With suitable protection, the logs show the following:
{noformat}
[Sep 29 03:30:57] ERROR[8069]: res_pjsip.c:2190 ast_sip_create_dialog_uas: Could not create dialog with endpoint 2001. Invalid URI (PJSIP_EINVALIDURI)
[Sep 29 03:30:57] WARNING[8069]: res_pjsip_pubsub.c:1252 create_subscription_tree: Unable to create dialog for SIP subscription
[Sep 29 03:30:57] ERROR[8069]: res_pjsip_pubsub.c:1366 subscription_persistence_recreate: FAILED to re-create subscription
{noformat}

h1. Crash Location Number Two

This one occurred less frequently, but with the same error condition: the PJSIP stack refused to create the subscription. More interestingly, however, is that this subscription did 'exist', but did not have a 'root' for the tree.

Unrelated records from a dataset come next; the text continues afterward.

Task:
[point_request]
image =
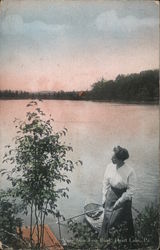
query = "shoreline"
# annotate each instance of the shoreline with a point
(87, 100)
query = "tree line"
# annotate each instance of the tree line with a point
(137, 87)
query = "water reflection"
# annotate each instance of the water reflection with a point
(93, 129)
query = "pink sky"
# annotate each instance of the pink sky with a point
(49, 45)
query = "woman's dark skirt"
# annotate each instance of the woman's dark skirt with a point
(114, 218)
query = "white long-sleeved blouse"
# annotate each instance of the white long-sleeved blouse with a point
(123, 177)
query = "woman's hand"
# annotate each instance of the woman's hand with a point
(117, 205)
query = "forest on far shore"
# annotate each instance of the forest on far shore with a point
(140, 87)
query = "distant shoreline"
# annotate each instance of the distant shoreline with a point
(156, 102)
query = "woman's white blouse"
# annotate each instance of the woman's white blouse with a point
(123, 177)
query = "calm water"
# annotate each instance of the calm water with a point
(93, 129)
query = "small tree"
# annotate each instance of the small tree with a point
(8, 219)
(40, 163)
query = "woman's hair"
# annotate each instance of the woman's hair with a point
(121, 153)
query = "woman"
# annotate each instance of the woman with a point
(118, 189)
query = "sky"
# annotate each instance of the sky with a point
(68, 45)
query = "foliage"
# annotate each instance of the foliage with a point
(8, 219)
(39, 164)
(133, 87)
(146, 234)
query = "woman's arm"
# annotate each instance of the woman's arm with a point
(131, 187)
(106, 185)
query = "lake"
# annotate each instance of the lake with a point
(94, 128)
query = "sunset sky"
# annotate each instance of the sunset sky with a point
(70, 44)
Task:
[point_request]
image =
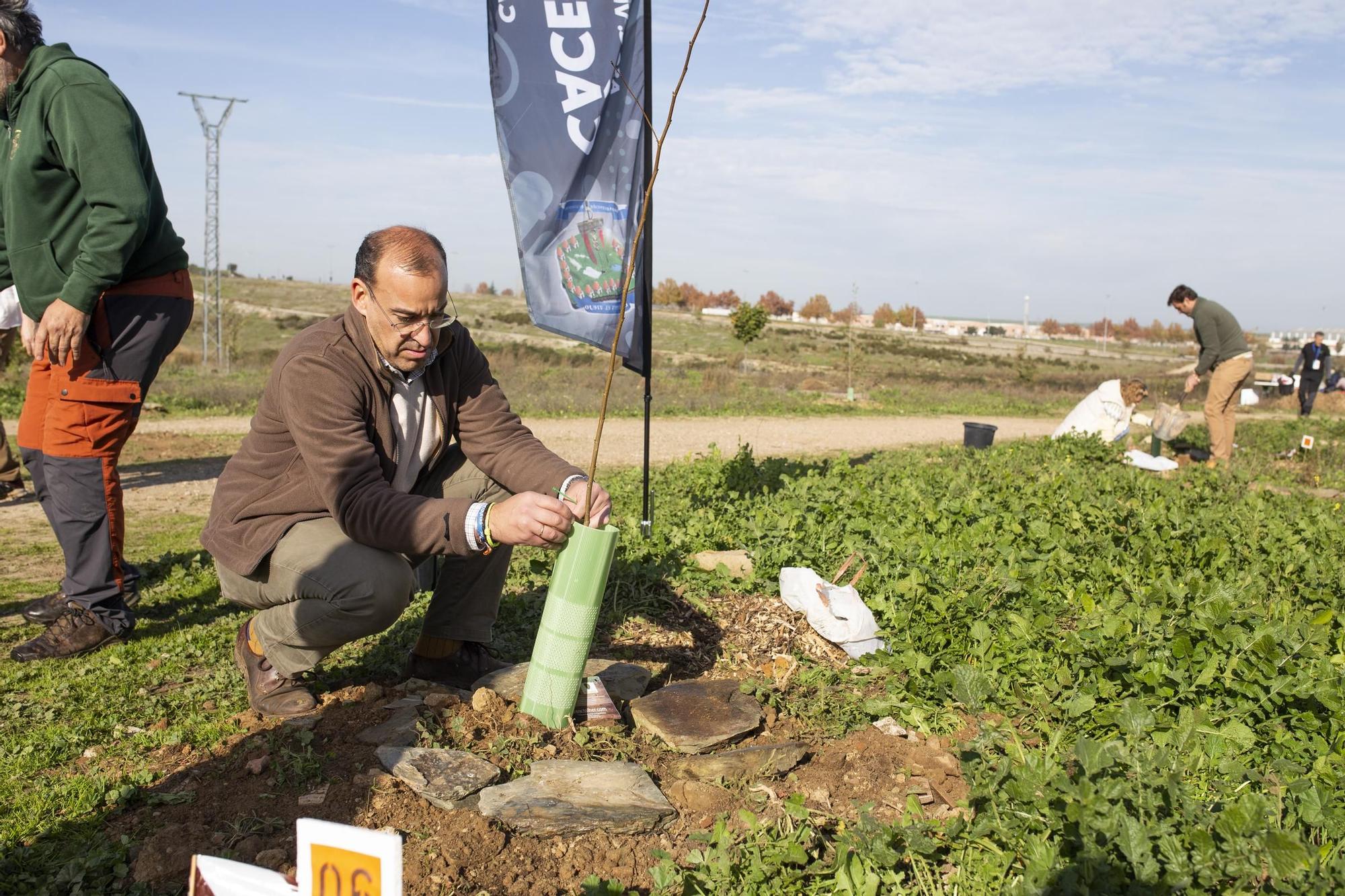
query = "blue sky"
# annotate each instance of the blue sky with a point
(957, 155)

This also caused a crash in {{res_pjsip_pubsub}}. I didn't manage to get a backtrace for that, but the attached patch shows where the subscription managed to exist but not have the root to the tree. The JSON in the database on this issue was used for this problem.
Comments:By: Matt Jordan (mjordan) 2014-09-29 14:55:10.337-0500

Note that this issue was found at SIPit.